Less than two minutes into his new stand up comedy special, Adam Sandler 100% Fresh, Adam Sandler sings a song called “Daddy Shaved His Beard Today.” The song, strummed simply in classic Sandler style, made me laugh as much as it embarrassed me. It made me laugh because it was silly. It embarrassed me because I saw myself in it and because, well, I was laughing at a dope-y Sandler joke. “Every time my father shaved his beard, it was the only time we saw him look vulnerable,” is the closest thing this bit has to a punchline. But it works. Yes, Sandler is older now. Whether or not he is wiser is debatable.

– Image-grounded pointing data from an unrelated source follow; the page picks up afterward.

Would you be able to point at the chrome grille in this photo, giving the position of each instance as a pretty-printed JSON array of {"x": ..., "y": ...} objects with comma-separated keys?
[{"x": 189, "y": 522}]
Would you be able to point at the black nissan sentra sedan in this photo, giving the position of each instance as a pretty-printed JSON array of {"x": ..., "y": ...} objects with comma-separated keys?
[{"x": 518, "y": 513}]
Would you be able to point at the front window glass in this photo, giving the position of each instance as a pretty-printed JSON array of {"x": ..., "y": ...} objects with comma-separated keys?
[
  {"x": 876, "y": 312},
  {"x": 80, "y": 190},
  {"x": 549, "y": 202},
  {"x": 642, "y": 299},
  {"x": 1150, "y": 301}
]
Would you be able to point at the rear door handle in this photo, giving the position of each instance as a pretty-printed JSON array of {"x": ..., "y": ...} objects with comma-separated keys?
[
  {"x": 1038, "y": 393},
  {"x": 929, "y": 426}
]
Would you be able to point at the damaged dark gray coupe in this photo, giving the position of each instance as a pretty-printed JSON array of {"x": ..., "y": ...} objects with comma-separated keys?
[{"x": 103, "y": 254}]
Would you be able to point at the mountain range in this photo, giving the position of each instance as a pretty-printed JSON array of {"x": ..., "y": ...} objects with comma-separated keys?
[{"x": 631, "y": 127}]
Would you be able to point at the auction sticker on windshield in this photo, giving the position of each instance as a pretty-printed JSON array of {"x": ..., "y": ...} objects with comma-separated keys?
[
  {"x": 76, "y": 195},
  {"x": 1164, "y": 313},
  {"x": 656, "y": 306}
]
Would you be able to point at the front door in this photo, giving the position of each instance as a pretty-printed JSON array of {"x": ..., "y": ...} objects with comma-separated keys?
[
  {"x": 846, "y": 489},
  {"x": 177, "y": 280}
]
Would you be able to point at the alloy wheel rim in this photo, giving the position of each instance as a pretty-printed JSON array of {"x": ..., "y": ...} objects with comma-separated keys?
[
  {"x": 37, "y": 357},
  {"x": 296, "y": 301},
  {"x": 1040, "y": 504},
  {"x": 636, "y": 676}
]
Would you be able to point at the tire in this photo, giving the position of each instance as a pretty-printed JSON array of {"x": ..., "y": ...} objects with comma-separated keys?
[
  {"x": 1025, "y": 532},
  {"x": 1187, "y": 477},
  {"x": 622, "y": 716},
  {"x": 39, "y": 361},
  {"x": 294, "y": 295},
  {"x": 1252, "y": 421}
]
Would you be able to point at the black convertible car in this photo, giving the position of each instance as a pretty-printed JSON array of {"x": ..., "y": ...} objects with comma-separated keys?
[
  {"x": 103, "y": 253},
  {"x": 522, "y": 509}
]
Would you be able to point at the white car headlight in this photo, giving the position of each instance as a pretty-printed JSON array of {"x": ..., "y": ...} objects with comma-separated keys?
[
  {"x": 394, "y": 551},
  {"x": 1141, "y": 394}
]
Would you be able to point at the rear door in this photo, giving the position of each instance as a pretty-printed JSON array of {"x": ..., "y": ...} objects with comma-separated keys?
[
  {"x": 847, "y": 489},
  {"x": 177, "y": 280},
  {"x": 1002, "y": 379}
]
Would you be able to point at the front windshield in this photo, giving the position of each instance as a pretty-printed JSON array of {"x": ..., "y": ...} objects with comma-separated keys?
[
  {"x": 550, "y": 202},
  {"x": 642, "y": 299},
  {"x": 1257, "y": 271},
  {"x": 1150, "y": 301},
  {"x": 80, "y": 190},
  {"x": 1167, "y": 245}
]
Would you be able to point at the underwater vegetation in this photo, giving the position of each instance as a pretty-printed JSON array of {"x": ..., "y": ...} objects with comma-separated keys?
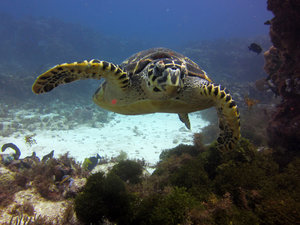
[
  {"x": 197, "y": 185},
  {"x": 282, "y": 66}
]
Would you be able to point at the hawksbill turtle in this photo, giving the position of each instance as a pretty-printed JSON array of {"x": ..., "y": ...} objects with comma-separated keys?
[{"x": 153, "y": 80}]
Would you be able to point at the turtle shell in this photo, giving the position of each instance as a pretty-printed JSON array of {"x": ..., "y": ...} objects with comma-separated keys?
[{"x": 137, "y": 62}]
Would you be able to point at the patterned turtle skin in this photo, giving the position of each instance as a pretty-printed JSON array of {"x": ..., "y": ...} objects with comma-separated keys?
[{"x": 153, "y": 80}]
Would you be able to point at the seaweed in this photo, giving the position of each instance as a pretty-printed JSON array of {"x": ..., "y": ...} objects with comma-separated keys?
[
  {"x": 129, "y": 171},
  {"x": 103, "y": 198}
]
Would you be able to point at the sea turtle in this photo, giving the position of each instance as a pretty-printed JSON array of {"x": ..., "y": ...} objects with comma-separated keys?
[{"x": 153, "y": 80}]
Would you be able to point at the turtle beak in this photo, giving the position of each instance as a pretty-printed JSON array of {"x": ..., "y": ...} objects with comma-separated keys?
[{"x": 173, "y": 82}]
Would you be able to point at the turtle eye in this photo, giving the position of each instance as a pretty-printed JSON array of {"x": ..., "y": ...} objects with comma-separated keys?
[{"x": 160, "y": 65}]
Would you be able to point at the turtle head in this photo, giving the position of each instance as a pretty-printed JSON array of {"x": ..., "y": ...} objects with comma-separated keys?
[{"x": 166, "y": 76}]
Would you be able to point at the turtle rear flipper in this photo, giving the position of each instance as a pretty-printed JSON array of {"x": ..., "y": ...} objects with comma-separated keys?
[
  {"x": 229, "y": 117},
  {"x": 69, "y": 72}
]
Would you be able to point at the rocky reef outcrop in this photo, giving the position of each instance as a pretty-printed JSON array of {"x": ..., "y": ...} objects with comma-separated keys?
[{"x": 282, "y": 63}]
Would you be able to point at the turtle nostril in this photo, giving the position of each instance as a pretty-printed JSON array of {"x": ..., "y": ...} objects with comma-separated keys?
[{"x": 160, "y": 65}]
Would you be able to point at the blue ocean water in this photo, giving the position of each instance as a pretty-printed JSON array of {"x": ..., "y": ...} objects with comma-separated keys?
[{"x": 164, "y": 23}]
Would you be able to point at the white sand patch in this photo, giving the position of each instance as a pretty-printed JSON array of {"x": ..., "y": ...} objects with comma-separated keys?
[{"x": 142, "y": 136}]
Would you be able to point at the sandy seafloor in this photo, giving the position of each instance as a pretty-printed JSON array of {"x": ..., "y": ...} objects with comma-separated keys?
[{"x": 141, "y": 137}]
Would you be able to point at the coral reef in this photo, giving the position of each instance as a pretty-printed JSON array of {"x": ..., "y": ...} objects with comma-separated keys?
[{"x": 283, "y": 68}]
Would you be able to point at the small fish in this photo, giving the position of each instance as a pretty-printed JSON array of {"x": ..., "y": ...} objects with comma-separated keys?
[
  {"x": 250, "y": 102},
  {"x": 255, "y": 48}
]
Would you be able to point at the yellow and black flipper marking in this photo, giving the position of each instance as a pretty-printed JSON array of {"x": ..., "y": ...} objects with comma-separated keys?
[
  {"x": 229, "y": 117},
  {"x": 70, "y": 72}
]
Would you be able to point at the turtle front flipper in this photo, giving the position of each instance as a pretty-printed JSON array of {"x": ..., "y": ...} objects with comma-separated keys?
[
  {"x": 229, "y": 117},
  {"x": 69, "y": 72}
]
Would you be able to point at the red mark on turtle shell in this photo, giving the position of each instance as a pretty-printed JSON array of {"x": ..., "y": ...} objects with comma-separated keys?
[{"x": 114, "y": 101}]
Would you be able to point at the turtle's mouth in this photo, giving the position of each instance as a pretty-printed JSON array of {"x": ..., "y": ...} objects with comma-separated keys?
[{"x": 165, "y": 78}]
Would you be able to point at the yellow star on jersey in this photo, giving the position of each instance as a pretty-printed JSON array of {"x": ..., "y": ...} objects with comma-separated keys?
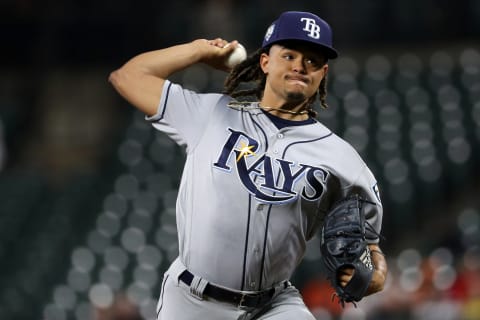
[{"x": 245, "y": 150}]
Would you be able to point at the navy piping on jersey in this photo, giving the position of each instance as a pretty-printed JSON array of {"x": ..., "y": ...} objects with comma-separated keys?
[
  {"x": 163, "y": 292},
  {"x": 262, "y": 267},
  {"x": 270, "y": 206},
  {"x": 250, "y": 208},
  {"x": 281, "y": 123},
  {"x": 247, "y": 233},
  {"x": 166, "y": 100}
]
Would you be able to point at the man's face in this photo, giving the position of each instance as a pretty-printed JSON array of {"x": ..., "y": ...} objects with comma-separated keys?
[{"x": 294, "y": 72}]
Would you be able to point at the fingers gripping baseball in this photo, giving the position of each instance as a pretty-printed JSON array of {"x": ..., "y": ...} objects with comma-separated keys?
[{"x": 219, "y": 53}]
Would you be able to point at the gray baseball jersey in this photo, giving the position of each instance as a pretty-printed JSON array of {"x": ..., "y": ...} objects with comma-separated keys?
[{"x": 252, "y": 195}]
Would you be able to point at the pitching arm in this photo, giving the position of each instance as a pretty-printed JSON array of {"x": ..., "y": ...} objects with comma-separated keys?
[{"x": 140, "y": 80}]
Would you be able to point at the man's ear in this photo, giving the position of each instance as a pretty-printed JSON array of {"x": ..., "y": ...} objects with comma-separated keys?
[{"x": 264, "y": 59}]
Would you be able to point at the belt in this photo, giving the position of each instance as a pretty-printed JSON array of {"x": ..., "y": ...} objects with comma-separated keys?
[{"x": 249, "y": 300}]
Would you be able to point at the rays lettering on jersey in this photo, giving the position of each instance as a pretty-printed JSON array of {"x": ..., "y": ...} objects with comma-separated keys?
[{"x": 257, "y": 172}]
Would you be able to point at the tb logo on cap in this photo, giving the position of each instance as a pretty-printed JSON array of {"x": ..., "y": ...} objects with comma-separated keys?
[{"x": 311, "y": 27}]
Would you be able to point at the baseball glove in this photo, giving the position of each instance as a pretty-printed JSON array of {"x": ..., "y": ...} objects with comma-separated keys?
[{"x": 343, "y": 245}]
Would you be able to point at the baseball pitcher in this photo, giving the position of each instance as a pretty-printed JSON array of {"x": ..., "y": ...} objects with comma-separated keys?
[{"x": 261, "y": 176}]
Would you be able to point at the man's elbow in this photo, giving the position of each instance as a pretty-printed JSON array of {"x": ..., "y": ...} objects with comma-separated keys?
[{"x": 117, "y": 78}]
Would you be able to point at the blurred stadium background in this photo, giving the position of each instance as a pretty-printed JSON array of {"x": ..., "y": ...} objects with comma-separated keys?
[{"x": 87, "y": 188}]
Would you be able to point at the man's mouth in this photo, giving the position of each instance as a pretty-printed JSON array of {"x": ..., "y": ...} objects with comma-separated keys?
[{"x": 296, "y": 79}]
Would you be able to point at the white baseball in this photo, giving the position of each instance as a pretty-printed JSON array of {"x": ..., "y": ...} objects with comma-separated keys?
[{"x": 237, "y": 56}]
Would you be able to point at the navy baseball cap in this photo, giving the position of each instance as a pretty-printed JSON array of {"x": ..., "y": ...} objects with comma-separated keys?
[{"x": 302, "y": 26}]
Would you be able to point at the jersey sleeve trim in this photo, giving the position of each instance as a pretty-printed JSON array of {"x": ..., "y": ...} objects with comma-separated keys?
[{"x": 162, "y": 106}]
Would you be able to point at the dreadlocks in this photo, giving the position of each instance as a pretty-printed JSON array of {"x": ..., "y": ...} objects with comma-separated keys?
[{"x": 249, "y": 71}]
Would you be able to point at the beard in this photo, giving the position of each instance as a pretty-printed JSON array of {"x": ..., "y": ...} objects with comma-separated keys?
[{"x": 296, "y": 97}]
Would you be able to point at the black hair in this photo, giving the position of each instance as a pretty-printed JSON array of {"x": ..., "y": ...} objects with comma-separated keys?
[{"x": 249, "y": 71}]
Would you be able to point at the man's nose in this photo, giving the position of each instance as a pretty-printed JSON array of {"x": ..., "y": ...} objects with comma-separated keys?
[{"x": 299, "y": 65}]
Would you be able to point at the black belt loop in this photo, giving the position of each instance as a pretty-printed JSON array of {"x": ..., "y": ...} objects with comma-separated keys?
[{"x": 250, "y": 300}]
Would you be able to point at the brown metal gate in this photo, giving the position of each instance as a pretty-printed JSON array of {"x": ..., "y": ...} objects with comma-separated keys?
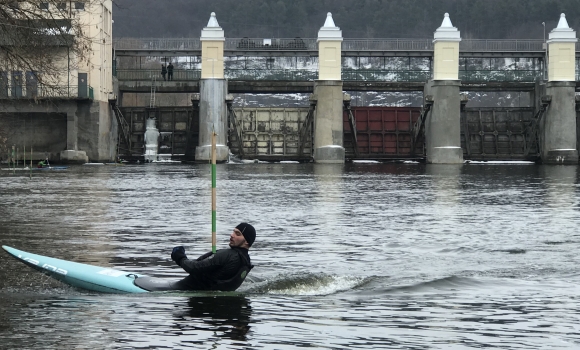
[
  {"x": 498, "y": 134},
  {"x": 382, "y": 132},
  {"x": 178, "y": 128}
]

With Adam Sandler 100% Fresh, the guy you sort of liked in the ’90s is back, and his jokes still oscillate between brilliant and cringeworthy. For men born in the eighties and who grew up in the nineties, watching Sandler’s new standup special is like having a drink with that guy you knew in high school only because he happens to be in town and you’re the only person he knows in this new city where you happen to live. You weren’t best friends with this guy, but it’s nice to check-in with what another man thinks about being older. We’re not really watching Adam Sandler’s new standup special to see what great new stuff he’s come up with since the halcyon days of singing songs about red-hooded sweatshirts and piece of shit cars. Instead, we’re just sort of trying to see how we stack-up against his perceptions about middle age and fatherhood.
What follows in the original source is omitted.